Onward, Christian(?) Soldiers: Political Theology and Christians Taking Up Arms as Christians in the 19th Century United States

Despite a wealth of martial imagery in traditional Anglophone hymnody and in English-language religious discourse broadly, modern Americans flinch at the notion of churchmen acting in a martial manner, particularly if they do so by arguing for divine sanction to back up the decision to take up arms. Andrew Fulford notes in his Jesus and Pacificism that many Evangelicals, particularly those who confronted the Iraq War and excessed of neoconservative interventionism in the 1990s and in the first decade of the twenty-first century, became increasingly convinced that Jesus argued for de-facto pacifism in the Christian Gospels. The influence of John Howard Yoder, Stanley Hauerwas, and Richard Hays exercised considerable influence on what passed for an Evangelical intellectual class in the era. A corollary belief was that Christians could never act violently as Christians, and that military service could only be justified through the natural duties of citizenship.

Theologians often appealed to the generally non-violent reality of life to make claims regarding Christian pacifism. Fulford notes that “most Christians would have no occasion in which to be physically violent” and that “Christians who happened to follow just war principles would also refuse to revolt against the state, or to fight in wars that were clearly unjust.” This has led modern theologians, particularly Evangelicals, to “legitimately generalize, and say that Christians as a rule are not violent.” The danger with this generalization is that it can “easily slip into a different conclusion, that Christians were as a rule not violent because their teaching absolutely prohibited it.”

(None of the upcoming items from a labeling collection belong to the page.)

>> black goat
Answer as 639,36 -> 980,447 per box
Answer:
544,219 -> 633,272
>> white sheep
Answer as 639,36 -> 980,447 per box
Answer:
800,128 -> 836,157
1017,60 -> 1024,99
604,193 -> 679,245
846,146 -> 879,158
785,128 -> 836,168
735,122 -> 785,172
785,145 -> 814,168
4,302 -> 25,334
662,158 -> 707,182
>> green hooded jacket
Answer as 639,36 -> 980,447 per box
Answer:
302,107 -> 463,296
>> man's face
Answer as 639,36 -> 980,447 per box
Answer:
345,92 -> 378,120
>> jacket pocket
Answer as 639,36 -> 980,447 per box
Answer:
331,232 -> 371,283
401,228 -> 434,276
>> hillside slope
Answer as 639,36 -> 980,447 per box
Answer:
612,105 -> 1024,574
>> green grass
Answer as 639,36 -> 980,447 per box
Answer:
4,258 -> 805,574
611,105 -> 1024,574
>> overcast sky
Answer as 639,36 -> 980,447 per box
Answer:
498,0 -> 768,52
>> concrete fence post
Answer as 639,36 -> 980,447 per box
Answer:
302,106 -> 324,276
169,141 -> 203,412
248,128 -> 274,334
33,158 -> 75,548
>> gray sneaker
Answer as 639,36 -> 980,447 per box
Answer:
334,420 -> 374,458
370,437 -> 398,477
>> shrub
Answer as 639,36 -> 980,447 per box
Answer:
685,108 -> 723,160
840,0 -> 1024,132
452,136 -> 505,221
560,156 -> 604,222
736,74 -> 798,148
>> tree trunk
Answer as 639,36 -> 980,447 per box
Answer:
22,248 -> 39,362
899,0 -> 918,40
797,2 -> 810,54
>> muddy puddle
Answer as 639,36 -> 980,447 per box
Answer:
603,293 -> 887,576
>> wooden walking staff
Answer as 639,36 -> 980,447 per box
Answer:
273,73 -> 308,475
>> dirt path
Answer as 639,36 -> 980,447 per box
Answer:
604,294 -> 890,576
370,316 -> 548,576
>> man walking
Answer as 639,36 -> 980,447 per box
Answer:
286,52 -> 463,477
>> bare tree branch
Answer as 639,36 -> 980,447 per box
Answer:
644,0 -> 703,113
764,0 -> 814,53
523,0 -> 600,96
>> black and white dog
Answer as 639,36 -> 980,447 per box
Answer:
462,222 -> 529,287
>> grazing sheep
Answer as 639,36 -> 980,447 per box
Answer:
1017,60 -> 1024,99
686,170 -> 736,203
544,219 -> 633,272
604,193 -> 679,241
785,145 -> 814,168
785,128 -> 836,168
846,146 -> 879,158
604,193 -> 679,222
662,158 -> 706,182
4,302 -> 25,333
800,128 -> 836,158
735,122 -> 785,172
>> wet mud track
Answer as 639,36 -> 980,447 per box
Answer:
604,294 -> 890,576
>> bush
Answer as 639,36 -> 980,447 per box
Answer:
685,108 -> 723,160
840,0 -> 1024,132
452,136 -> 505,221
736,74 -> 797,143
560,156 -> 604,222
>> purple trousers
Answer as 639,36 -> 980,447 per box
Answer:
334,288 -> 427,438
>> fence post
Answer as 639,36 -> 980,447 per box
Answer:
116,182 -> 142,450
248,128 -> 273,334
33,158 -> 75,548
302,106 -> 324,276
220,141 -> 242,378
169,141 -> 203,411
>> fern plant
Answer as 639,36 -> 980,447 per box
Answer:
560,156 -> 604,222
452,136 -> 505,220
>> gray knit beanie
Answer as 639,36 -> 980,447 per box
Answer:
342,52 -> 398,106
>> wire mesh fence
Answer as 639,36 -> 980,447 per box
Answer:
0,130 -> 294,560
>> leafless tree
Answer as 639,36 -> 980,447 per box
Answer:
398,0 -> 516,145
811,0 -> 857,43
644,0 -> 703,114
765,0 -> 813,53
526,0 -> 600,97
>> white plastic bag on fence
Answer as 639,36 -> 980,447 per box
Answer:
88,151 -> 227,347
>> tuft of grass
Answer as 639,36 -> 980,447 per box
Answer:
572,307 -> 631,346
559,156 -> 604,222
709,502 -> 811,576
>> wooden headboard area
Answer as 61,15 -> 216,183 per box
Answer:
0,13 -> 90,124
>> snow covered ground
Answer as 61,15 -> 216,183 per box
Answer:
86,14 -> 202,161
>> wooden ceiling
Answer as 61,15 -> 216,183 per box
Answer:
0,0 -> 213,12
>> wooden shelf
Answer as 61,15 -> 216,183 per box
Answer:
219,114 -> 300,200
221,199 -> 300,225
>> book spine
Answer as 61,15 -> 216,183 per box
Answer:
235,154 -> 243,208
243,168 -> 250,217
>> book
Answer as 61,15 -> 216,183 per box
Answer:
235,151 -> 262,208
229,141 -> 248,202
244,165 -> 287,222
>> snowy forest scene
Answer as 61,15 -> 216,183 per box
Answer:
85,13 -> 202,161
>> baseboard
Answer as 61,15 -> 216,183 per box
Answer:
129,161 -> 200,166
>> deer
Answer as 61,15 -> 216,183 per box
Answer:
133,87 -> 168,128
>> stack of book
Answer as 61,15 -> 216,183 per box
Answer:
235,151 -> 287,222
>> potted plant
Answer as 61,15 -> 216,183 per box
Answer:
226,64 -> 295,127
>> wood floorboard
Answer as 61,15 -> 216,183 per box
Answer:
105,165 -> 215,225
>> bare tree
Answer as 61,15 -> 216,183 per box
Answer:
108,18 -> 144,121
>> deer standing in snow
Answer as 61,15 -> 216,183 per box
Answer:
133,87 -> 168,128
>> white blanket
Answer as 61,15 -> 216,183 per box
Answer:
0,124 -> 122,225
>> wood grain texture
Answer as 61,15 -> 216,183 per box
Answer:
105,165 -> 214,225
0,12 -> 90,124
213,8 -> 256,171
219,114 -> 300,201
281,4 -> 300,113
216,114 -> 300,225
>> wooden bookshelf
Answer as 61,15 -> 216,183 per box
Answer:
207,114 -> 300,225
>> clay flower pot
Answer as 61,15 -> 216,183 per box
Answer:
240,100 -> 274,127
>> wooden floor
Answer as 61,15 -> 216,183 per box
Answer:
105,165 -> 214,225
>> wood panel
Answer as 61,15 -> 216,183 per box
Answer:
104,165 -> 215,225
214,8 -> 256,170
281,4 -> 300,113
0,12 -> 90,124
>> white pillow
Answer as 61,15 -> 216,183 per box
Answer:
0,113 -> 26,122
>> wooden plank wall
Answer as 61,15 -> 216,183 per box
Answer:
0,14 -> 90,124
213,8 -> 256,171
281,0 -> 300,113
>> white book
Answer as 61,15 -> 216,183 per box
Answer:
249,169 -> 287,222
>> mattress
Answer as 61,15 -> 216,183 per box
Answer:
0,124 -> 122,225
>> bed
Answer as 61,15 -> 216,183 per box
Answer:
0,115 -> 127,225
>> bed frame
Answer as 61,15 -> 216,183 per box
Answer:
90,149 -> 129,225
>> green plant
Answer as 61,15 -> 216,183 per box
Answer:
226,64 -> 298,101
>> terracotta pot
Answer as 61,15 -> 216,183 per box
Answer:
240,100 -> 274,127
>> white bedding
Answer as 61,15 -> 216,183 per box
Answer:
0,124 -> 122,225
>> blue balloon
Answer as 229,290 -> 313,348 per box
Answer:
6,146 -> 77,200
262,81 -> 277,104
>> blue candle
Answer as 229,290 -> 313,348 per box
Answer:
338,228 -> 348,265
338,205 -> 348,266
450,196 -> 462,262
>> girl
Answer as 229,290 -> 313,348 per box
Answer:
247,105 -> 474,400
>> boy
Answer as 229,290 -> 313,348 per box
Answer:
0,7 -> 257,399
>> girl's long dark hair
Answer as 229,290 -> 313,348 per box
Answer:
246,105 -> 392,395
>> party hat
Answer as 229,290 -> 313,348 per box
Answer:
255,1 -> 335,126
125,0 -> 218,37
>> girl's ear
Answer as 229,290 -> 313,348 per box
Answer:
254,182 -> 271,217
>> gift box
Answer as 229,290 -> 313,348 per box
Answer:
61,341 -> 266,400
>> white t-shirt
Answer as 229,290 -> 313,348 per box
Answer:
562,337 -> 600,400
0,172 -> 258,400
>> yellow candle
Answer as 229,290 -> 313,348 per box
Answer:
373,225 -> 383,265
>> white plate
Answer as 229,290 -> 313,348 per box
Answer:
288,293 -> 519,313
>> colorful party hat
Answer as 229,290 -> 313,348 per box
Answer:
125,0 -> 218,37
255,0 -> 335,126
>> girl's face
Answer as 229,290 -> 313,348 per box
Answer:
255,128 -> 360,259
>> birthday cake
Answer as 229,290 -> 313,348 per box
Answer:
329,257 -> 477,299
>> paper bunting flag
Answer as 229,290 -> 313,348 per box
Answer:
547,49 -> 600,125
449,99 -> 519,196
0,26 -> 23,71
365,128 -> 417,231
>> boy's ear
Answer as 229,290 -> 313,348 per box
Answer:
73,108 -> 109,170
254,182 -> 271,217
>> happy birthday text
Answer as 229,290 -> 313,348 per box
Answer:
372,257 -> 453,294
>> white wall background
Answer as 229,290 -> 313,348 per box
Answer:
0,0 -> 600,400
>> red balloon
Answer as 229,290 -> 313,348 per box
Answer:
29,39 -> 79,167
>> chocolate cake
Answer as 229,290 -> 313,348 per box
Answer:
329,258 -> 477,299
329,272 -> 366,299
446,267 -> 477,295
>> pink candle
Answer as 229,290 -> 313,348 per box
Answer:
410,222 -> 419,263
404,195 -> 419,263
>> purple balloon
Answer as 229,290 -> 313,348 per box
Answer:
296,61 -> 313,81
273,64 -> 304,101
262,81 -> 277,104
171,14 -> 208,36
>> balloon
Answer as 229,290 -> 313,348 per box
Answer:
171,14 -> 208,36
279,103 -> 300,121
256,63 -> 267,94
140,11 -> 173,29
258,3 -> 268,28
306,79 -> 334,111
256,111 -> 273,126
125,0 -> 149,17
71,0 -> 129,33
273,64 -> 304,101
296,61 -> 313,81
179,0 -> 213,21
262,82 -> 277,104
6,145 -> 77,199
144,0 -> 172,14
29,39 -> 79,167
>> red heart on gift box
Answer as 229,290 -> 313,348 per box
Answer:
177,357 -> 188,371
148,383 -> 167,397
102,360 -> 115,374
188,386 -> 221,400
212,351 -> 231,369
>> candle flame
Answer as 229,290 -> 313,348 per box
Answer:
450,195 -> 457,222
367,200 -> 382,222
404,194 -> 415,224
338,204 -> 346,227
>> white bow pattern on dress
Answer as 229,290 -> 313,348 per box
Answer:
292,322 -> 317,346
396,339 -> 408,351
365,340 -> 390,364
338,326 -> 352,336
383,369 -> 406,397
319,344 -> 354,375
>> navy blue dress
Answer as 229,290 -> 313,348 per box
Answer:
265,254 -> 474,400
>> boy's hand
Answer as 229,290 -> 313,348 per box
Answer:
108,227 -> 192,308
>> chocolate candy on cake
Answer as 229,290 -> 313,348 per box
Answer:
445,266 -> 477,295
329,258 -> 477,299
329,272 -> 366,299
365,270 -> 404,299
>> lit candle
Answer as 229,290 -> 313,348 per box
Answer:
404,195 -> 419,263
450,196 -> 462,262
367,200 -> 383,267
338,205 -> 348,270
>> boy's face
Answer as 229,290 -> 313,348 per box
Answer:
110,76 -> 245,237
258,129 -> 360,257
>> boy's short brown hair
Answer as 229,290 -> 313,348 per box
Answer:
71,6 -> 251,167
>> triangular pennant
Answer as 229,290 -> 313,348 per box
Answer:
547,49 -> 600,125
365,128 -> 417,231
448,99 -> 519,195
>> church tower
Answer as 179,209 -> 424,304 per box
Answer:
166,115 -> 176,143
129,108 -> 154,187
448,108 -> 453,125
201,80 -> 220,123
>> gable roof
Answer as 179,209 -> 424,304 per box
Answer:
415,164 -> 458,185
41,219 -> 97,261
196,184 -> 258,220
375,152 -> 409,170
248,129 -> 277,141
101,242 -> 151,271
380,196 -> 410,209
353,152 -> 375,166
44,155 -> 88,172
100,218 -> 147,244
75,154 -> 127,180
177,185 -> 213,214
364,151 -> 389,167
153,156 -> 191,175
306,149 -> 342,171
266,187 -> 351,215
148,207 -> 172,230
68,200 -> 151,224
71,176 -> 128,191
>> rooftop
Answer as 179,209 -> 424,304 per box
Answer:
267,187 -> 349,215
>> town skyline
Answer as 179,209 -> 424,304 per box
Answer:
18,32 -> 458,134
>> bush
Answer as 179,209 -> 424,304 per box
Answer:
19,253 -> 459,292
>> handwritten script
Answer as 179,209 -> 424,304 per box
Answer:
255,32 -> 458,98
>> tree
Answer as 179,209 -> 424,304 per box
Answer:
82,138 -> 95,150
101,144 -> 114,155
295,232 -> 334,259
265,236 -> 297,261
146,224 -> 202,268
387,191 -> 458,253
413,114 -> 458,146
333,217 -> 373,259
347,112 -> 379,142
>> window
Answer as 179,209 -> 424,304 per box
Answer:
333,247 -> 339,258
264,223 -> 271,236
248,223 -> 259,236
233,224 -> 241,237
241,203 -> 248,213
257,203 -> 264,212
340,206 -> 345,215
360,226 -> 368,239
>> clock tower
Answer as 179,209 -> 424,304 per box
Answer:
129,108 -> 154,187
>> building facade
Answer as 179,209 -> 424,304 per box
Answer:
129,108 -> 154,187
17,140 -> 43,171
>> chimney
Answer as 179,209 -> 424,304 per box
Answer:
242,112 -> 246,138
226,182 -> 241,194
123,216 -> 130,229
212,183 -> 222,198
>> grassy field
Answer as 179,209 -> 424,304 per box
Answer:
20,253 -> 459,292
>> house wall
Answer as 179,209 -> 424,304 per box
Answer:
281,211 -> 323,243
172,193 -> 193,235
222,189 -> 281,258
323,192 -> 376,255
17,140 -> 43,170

The supposedly pacifist reaction of early church in the face of Roman persecution often forms the foundation to objections to explicitly Christian soldiery and martial action in Evangelical circles. Fulford notes that even Tertullian, a chief source of Christian pacifist polemics, told his Roman neighbors of Christians: “We sail with you, and fight with you, and till the ground with you.”

American Protestants, particularly those in the nineteenth century, appealed to the idea of Christian soldiery. One Baptist minister in Virginia at the outset of the American Civil War wrote that the experience of war forced him to rethink his personal political theology.

I have never understood the compatibleness of Christianity with war as I see it in the present struggle for Southern independence. Never have I seen or read of greater promptness on the part of Christians, of all denominations, to shoulder the musket in defence of their homes, their families, and all that makes life desirable. I can now comprehend what is meant by the New Testament phrase, ‘a devout soldier,’ for I have seen the men for whom I have preached, with whom I have prayed, and whom I have seen presiding at Baptist associations, fully panoplied for the war.

J. William Jones, Christ in the Camp, pg. 22

This was not an appeal to theocracy, establishmentarianism, or illiberal political theology. Baptists in Virginia had been among the most enthusiastic devotees of Jeffersonian separationism. But even even separation of church and state did not annihilate the ability of a Christian to take up arms as a Christian.